Isat down at my desk and tried to remember everything Lisa did. Now that I knew about frames per second, I could see the number drop every time I made a room bigger or more complicated, the point of view lurching like a stick-shift car with a novice driver. That’s why everything felt claustrophobic, because every cubic foot of space meant more polygons. That’s why the player was stuck in underground corridors all the time—it was just the easiest thing to draw.
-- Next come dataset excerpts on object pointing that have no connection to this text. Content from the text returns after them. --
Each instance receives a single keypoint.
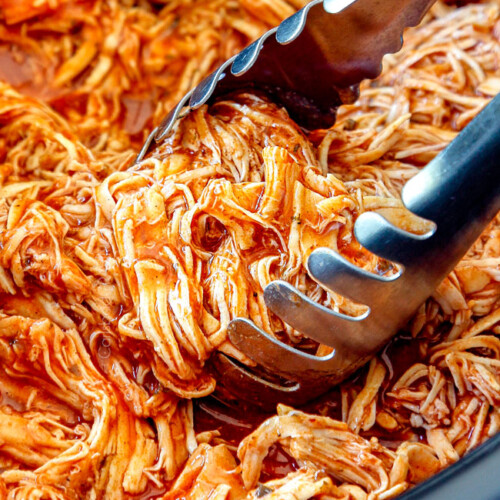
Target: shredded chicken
(118, 281)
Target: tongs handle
(460, 192)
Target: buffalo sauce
(235, 423)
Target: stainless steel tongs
(312, 65)
(312, 62)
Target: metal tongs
(312, 65)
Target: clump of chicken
(118, 281)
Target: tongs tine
(459, 191)
(311, 64)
I browsed around the network directories, looking for something to do, snooping at folders. There was an Art/Assets server with gigabytes of images and 3-D models, thousands of them, and a little viewer that would show the model on the screen by itself, hanging in a starry void. I chose a file at random and opened it: a bird-headed knight on horseback. The next, a black London taxi. The third, a silver-metal rifle with its circuitry burned out. I wondered who the bird’s-head knight was. The files went on and on, thousands of them, as if a whole library full of weird stories had been shaken and these were the random objects that fell out. A wooden cross; a china teapot; a sarcophagus. I’d stumbled into the great storehouse of their toy multiverse.
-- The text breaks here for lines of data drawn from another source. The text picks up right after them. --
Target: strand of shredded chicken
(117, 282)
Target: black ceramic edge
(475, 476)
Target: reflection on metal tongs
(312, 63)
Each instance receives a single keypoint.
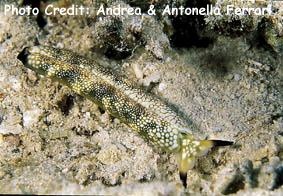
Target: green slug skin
(157, 123)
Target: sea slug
(146, 114)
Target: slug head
(190, 149)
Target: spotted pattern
(148, 115)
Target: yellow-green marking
(146, 114)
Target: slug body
(146, 114)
I clicked and a 10′ by 10′ by 10′ cube appeared, lit as if by a candle flame. It was textured as the default plain stone wall. Click and click and you’re digging out a corridor, rooms, cube by cube. Paint on textures, stone or wood or dirt or lava. You can build what you like, nothing weighs anything and it’s all infinitely strong. You can build pillars of dirt, metal, lava, water. I built a few rooms and corridors, dropped in a few monster spawners, treasure, and the rest, then flipped into game mode to see what it felt like.
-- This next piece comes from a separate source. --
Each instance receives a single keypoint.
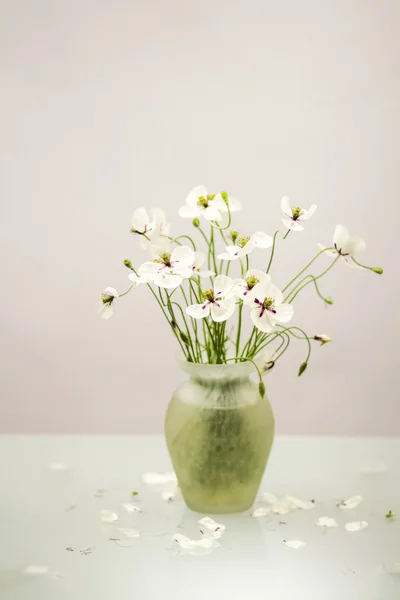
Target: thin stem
(306, 267)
Back in the game, I could see how this could get frightening. It was one thing to see a map of the place. It was another to be fifty feet belowground, down there in the dark, in a world silent except for distant running water, and… footsteps. A figure emerged from the darkness at the end of the corridor. A walking skeleton, animated by who knew what necromantic fires, ambled toward me. I stepped to the left to let it pass, keeping my eyes on it. To conserve polygons, it was built like a paper doll, a picture of a skeleton mounted on a single plane that slid around the dungeon shuffling its feet, pretending to walk. I felt bad for it. It wanted so badly to look like it was in 3-D. Up close I could see how low-resolution it was, too, just a bunch of pixels in jagged lines, like the side of an Aztec pyramid, just a graphic pretending to be a skeleton.